Editorial Reviews + Awards
2017 National Book Critics Circle (NBCC) Finalist
ABA Indies Introduce Winter / Spring 2017 Selection
Barnes & Noble Discover Great New Writers Spring 2017 Selection
ALA 2018 Notable Books Selection
“Be prepared to take your heart on an emotional roller-coaster journey with this thought-provoking account that completely satisfies as the story comes full circle.”
— Library Journal
“Like Art Spiegelman’s masterpiece, “Maus,” Bui’s memoir elicits complex emotions from understated pen-and-ink drawings.”
— The San Francisco Chronicle
“…a nuanced and heartfelt immigrant tale, brought to true life through beautiful and brilliant illustration. On top of that, it’s an especially poignant read from the vantage point of 2017.”
“…a cinematic epic that poignantly tracks several generations through immigration and emotional dislocation. At its best, this memoir feels not just created but also deeply lived.”
— Michael Cavna, The Washington Post
“When Bui began work on The Best We Could Do in 2005, she couldn’t have predicted the significance it would hold when it was released in 2017, but now that it’s here, it feels like one of the first great works of socially relevant comics art of the Trump era…Bui presents that saga in a way that is narratively intricate, intellectually fastidious, and visually stunning.”
“Thi Bui’s stark, compelling memoir is about an ordinary family, but her story delivers the painful truth that most Vietnamese of the 20th century know in an utterly personal fashion—that history is found in the marrow of one’s bones, ready to be passed on through blood, through generations, through feelings. A book to break your heart and heal it.”
— Viet Thanh Nguyen, Pulitzer Prize winning novelist
“In creatively telling a complicated story with the kind of feeling words alone rarely relay, The Best We Could Do does the very best that comics can do. This is a necessary, ever-timely story to share far and wide.”
“She does not spare her loved ones criticism or linger needlessly on their flaws. Likewise she refuses to flatten the twists and turns of their histories into neat, linear narratives. She embraces the whole of it… In this mélange of comedy and tragedy, family love and brokenness, she finds beauty.”
— Publishers Weekly
“The Best We Could Do burns back the dead skin of public War memory. Underneath is the raw flesh of another kind of war story—of mothers and fathers, sons and daughters, brutally intimate and intimately brutal. This book is a must-read.”

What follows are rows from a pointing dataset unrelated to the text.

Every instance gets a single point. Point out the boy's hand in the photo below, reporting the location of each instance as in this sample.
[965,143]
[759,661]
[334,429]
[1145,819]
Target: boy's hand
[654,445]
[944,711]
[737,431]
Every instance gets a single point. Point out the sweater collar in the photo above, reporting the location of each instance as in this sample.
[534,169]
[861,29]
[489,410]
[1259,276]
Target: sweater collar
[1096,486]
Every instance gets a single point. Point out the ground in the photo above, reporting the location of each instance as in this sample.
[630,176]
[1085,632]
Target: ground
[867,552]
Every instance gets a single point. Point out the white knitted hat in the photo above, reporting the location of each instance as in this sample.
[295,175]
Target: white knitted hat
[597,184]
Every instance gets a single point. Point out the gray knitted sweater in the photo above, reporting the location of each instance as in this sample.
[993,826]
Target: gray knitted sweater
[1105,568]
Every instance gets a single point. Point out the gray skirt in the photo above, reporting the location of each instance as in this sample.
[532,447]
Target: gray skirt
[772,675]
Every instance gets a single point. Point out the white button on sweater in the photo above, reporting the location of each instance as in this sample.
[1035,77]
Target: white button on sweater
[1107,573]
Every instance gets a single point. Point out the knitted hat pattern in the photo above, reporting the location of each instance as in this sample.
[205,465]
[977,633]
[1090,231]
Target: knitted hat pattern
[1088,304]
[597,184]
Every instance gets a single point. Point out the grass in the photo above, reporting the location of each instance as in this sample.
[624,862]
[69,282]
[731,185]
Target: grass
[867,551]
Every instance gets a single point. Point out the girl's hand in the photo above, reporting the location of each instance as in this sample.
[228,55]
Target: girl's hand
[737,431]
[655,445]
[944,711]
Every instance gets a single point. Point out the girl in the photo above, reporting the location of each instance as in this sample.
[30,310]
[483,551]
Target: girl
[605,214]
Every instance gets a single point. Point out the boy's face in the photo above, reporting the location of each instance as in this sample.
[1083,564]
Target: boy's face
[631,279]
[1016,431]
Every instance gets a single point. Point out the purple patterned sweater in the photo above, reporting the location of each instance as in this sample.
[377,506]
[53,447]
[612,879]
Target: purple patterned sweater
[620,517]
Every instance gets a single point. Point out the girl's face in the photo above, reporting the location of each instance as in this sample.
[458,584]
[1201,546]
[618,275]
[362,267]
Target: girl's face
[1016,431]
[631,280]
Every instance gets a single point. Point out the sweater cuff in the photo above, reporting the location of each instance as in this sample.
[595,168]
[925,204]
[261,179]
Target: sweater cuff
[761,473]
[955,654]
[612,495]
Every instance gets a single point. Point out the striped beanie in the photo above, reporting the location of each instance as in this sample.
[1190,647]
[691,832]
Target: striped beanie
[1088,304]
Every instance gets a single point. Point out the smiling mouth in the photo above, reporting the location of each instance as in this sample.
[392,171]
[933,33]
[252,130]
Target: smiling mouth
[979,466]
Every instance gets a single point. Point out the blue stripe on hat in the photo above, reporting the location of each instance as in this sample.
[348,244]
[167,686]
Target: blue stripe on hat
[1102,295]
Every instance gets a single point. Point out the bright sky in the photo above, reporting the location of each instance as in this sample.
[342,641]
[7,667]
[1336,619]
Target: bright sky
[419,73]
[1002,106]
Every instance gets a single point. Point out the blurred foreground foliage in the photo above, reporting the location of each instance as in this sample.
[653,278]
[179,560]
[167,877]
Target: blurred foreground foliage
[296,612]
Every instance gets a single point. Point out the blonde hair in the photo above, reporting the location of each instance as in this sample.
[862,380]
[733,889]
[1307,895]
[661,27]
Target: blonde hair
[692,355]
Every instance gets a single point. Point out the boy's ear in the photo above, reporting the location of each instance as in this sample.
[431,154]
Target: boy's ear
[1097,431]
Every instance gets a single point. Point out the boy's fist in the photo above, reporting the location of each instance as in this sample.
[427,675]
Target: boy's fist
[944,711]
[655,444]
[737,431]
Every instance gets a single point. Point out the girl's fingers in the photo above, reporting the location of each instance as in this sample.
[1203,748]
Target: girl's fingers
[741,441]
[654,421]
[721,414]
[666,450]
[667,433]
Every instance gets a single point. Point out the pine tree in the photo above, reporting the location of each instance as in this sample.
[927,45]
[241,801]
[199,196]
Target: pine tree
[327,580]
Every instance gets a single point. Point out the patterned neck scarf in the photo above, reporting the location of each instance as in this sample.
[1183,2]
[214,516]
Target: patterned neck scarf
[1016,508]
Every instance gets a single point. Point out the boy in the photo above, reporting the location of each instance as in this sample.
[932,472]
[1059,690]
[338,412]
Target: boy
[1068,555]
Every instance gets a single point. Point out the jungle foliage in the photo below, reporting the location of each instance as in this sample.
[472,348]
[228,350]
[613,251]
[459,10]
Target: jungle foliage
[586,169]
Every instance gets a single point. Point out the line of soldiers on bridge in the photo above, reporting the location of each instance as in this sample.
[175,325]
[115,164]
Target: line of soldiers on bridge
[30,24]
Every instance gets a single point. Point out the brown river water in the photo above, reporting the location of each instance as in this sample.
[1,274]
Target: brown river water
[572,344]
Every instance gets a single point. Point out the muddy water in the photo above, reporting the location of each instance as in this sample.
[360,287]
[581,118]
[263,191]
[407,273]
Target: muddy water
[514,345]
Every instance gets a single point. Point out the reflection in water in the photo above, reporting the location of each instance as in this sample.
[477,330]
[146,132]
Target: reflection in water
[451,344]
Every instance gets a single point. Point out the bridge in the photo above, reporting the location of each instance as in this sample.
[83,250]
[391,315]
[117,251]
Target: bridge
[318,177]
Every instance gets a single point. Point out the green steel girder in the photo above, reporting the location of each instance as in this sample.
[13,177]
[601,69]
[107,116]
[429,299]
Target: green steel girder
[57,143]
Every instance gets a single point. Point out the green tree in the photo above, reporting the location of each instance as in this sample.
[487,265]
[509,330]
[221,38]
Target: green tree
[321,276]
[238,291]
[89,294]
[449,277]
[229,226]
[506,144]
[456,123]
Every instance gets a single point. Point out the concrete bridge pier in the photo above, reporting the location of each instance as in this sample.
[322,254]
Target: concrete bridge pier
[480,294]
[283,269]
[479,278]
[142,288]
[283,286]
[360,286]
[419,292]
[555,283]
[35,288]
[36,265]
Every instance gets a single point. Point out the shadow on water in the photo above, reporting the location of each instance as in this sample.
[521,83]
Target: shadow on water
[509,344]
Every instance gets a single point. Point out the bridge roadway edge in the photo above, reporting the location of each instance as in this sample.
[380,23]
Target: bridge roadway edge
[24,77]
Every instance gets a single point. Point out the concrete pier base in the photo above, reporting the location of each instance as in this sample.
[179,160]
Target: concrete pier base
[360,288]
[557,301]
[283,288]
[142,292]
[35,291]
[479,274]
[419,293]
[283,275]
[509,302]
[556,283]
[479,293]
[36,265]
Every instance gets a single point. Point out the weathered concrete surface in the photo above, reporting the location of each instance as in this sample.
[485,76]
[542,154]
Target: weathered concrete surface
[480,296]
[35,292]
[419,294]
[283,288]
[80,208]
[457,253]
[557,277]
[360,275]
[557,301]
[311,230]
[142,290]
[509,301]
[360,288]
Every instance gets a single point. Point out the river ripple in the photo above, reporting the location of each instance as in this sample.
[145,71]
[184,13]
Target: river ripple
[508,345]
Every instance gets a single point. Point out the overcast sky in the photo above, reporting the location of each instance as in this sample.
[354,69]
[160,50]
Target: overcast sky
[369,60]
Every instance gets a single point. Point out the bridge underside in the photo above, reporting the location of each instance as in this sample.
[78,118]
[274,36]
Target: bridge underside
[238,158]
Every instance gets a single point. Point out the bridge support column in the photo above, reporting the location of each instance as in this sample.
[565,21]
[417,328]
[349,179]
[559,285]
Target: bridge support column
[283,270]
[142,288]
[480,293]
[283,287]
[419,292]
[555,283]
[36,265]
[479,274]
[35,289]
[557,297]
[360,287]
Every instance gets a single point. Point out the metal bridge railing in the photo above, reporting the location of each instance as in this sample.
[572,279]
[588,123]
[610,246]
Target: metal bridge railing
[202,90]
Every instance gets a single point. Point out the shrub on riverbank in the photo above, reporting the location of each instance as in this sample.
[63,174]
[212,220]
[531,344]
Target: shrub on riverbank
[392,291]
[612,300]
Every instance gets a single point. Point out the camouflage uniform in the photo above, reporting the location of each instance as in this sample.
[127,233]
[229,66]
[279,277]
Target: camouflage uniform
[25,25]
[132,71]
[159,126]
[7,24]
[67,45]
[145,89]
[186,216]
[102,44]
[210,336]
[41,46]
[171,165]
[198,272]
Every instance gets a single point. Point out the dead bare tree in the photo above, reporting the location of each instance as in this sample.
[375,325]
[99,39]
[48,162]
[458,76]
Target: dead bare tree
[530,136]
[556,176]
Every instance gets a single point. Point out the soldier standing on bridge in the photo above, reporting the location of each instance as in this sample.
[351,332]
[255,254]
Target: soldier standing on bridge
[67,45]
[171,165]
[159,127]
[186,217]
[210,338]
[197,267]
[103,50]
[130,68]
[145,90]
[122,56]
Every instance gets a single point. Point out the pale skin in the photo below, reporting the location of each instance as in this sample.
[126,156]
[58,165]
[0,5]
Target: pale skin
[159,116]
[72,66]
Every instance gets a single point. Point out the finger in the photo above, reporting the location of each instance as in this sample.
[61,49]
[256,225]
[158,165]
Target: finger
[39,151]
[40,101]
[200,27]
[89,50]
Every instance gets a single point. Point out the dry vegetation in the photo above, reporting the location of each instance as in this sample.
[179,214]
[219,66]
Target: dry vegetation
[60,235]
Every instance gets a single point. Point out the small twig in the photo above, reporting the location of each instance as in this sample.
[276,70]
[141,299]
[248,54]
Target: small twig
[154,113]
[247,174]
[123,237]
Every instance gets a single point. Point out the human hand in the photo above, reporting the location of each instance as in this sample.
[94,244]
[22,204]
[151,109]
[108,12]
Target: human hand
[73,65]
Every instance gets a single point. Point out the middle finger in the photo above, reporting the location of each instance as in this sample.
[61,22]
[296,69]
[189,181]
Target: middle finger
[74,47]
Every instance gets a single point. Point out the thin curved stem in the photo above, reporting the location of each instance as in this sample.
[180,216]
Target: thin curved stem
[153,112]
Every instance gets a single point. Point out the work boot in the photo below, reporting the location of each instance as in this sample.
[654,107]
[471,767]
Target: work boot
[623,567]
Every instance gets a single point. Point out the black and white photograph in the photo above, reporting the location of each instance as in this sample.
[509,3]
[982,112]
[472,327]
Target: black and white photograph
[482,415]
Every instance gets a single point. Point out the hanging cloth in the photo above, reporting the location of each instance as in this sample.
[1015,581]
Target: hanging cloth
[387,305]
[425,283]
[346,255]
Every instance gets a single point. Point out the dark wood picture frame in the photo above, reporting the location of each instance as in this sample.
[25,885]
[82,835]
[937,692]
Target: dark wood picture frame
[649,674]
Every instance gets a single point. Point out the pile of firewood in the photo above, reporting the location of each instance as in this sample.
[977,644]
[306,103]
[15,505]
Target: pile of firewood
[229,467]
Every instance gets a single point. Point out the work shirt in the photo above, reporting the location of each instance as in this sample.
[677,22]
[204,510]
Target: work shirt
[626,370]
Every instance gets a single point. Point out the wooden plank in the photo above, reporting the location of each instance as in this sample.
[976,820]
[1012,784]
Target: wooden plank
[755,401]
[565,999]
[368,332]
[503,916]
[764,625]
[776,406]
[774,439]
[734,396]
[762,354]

— Lawrence-Minh Bùi Davis, The Asian American Literary Review, curator for the Smithsonian Asian Pacific American Center
“This bold, brutal book is the new calligraphy—an exquisite marriage of alphabet and imagery. Each sentence, each scene, and each story breaks down a country, a family, and a father. Then, frame by frame, with artistic vigor and monastic devotion, Thi Bui rebuilds a world in which guilt conquers grief and gratitude becomes not only a guide, but our new Deity. The Best We Could Do teaches us how to say no to fear and yes to truth.”
— Fae Myenne Ng, author of Bone, a PEN/Faulkner Award Finalist, Steer Toward Rock, winner of the American Book Award
About One City One Book
One City One Book: San Francisco Reads is an annual citywide literary event that encourages members of the San Francisco community to read the same book at the same time and then discuss it in book groups and at events throughout the City. By building bridges between communities and generations through the reading and most importantly the discussion of – one book, we hope to help to make reading a lifelong pursuit and to build a more literate society. Sponsors for One City One Book include the San Francisco Public Library and Friends of the San Francisco Public Library. The program is also supported by many bookstore partners, program partners and media sponsors.